Nella porzione occidentale di Roma invece il Municipio che conta più voragini è il Municipio XI, seguito dal Municipio XII (quartieri Portuense e Gianicolense).

La causa principale della formazione delle voragini a Roma è la presenza di numerose cavità sotterranee, che si concentrano per lo più nella porzione orientale della città, di origine antropica scavate dall’uomo a vario titolo, principalmente per l’estrazione dei materiali da costruzione.

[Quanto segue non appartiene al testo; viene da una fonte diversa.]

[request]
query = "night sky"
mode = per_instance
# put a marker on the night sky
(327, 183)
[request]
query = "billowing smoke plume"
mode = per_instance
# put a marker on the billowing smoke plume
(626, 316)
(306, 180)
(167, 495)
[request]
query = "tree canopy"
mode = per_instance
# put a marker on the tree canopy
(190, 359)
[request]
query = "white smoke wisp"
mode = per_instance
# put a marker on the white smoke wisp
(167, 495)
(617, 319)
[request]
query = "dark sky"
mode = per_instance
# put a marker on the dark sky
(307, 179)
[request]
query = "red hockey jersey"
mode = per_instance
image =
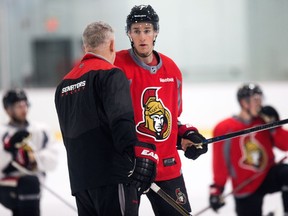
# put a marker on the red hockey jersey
(242, 157)
(157, 99)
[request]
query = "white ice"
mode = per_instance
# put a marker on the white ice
(204, 105)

Questi vuoti costituiscono in molti casi una intricata rete di gallerie.

Finora l’Ispra ha censito e mappato 32 kmq di gallerie sotterranee che giacciono sotto il tessuto urbano, ma molte aree sono ancora sconosciute: manca all’appello, per esempio, la grande Catacomba scomparsa di San Felice, sulla Via Portuense, che costituiva uno dei principali cimiteri della Roma cristiana del IV-V sec.

L’Ispra infine stima i costi necessari alla messa in sicurezza di queste aree a rischio: agli 8 milioni richiesti per la progettazione e la bonifica degli otto siti più a rischio vanno aggiunti 3 milioni di euro – 1 milione l’anno per almeno 3 anni – per completare il censimento e la mappatura delle zone con presenza di cavità sotterrane. Per risolvere il problema delle voragini a Roma, dunque, servirebbero 11 milioni di euro.